Today’s author is Prince of Peace’s Intentional Interim, Pr. Steve Sylvester.
Forgive us our debts, as we also have forgiven our debtors. (Matthew 6:12)

As we wrap up our series on prayer by using the acronym ACTS (prayers of Adoration, Confession, Thanksgiving and Supplication), we come to the Lord’s Prayer. In verses 7 through 13, Matthew’s sixth chapter has Jesus teaching the prayer to the crowd and his disciples as he encourages them to avoid the kind of religious showiness that was often exhibited by Jew and gentile alike. And then comes verse 14: “For if you forgive others their trespasses, your heavenly Father will also forgive you, but if you do not forgive others, neither will your Father forgive your trespasses.”
I wonder about the out-of-sequence placement of verse 14, because it appears to be a commentary on verse 12. It’s almost as if Jesus taught the prayer in its entirety, all the way through verse 13, and then decided to comment on the petition that he knew would trouble us most. And why would it trouble us? Because it appears that Jesus is making God’s forgiveness conditional upon our own willingness to forgive. And then with his verse 14 commentary, he flat out confirms what we fear: “If you forgive, God will forgive you. If you don’t forgive, God will not forgive you.”
What are we to do with that? This is a statement that flies in the face of our understanding of a God whose love and forgiveness in unmerited. My understanding of this is that Jesus is telling us that God’s expectations of us are absolute. “You MUST forgive,” God is telling us, “because I forgive you.” It hearkens back to the time when God was shaping God’s people in the wilderness after their escape from Egypt and said, “You shall not deprive a resident alien or an orphan of justice; you shall not take a widow’s garment in pledge. Remember that you were a slave in Egypt and the Lord your God redeemed you from there; therefore I command you to do this.”

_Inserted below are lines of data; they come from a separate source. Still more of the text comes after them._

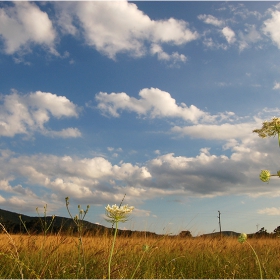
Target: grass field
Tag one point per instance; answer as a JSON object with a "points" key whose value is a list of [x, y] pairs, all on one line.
{"points": [[57, 256]]}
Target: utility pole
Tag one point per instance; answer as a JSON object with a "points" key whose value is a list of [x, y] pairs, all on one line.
{"points": [[219, 217]]}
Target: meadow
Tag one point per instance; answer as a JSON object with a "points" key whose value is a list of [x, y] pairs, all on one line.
{"points": [[59, 256]]}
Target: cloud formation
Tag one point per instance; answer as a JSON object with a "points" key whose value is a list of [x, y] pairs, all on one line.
{"points": [[153, 103], [96, 180], [271, 27], [118, 27], [24, 114]]}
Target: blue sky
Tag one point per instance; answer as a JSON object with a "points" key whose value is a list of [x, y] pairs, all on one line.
{"points": [[155, 100]]}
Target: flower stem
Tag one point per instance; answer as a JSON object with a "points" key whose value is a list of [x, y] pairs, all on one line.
{"points": [[256, 258], [112, 249]]}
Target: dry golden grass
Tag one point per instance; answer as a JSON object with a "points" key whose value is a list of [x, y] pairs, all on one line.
{"points": [[166, 257]]}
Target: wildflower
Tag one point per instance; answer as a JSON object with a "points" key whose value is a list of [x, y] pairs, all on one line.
{"points": [[242, 237], [270, 128], [118, 214], [265, 175]]}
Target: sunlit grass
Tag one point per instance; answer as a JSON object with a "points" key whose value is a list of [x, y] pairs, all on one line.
{"points": [[165, 257]]}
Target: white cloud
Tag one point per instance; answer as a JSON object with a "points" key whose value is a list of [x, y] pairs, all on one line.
{"points": [[24, 24], [153, 102], [224, 131], [209, 19], [115, 27], [271, 27], [273, 211], [250, 36], [23, 114], [174, 57], [229, 34]]}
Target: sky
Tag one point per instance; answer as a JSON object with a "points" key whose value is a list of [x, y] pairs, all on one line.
{"points": [[156, 101]]}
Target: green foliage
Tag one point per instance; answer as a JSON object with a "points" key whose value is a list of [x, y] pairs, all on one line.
{"points": [[269, 129]]}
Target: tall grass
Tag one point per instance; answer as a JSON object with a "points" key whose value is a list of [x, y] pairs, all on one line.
{"points": [[166, 257]]}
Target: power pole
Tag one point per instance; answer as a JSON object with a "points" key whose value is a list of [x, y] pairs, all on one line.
{"points": [[220, 223]]}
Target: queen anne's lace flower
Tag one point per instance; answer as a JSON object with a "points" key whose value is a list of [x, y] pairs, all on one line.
{"points": [[265, 175], [242, 237], [118, 214]]}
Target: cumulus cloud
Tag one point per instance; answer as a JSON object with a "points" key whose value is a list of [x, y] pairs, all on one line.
{"points": [[153, 103], [224, 131], [229, 34], [271, 27], [18, 31], [96, 180], [173, 58], [117, 27], [209, 19], [273, 211], [24, 114]]}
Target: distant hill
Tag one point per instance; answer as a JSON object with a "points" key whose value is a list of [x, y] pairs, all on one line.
{"points": [[12, 223]]}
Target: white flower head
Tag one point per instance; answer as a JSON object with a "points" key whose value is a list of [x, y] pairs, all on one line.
{"points": [[118, 213], [242, 237]]}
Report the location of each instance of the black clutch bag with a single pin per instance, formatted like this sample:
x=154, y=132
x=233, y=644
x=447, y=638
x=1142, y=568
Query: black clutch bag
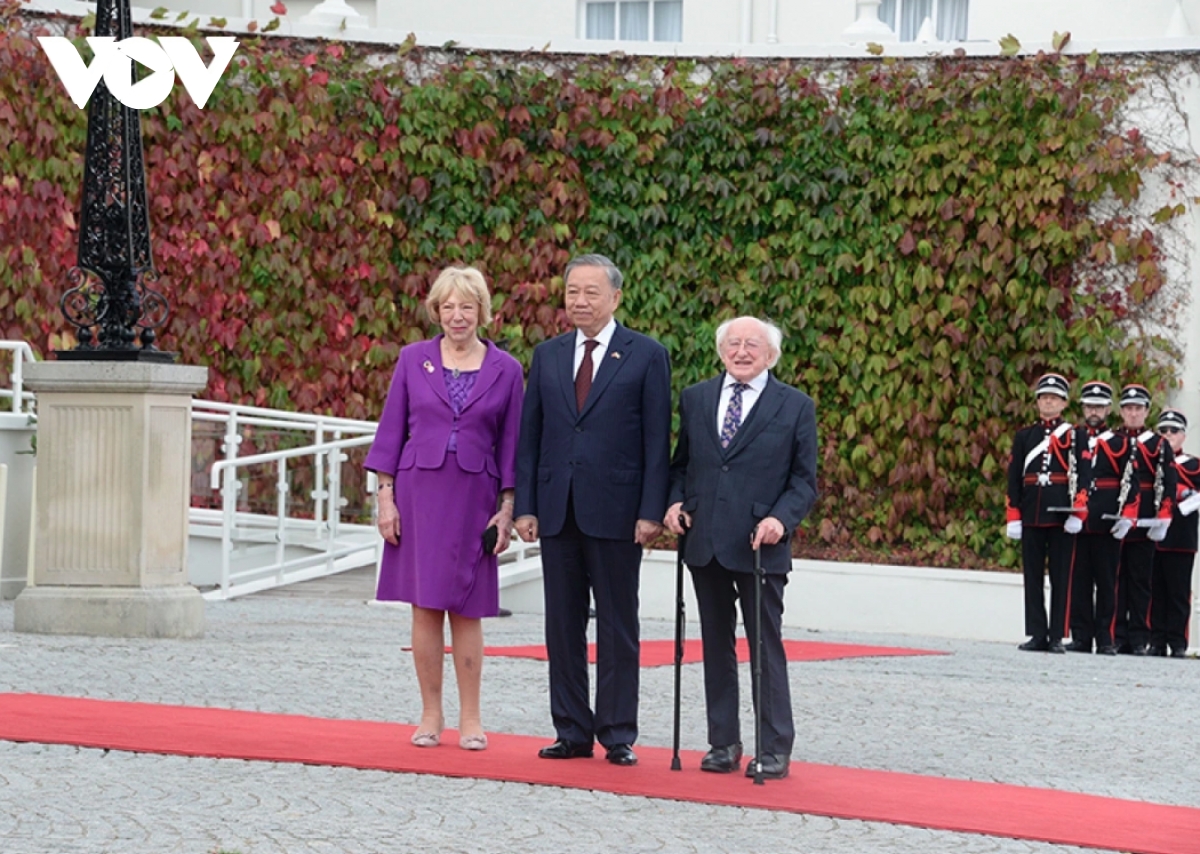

“I COMMAND you to do this.” Absolute. No ifs, ands or buts. At the same time, however, the cross, God’s “Yes!” to our “No!”, is also an absolute. Jesus’ death on the cross declares the absolute ferociousness of God’s love, God’s absolute commitment to forgiveness, even in the face of our worst disobedience. And I would say that it is incorrect to put it the way I did, that the cross is “also” an absolute. The cross is the ultimate absolute (and yes, I am aware that “absolute” is a superlative, but God talk should not be limited by grammatical conventions). Yet even though the cross is the ultimate absolute, it should live in tension with God’s absolute expectations of us. God loves us unreservedly, but God’s expectations of us are unsparing.
As we conclude our month on prayer, I encourage you each day of this week to use the words Jesus taught us to pray in Matthew chapter six. As you say that prayer, reflect on the absolute love God has for you. It’s real and unyielding. And then consider that because God has that same love for all of God’s children, and indeed for all of God’s good creation, God has an absolute expectation that you love in the same way.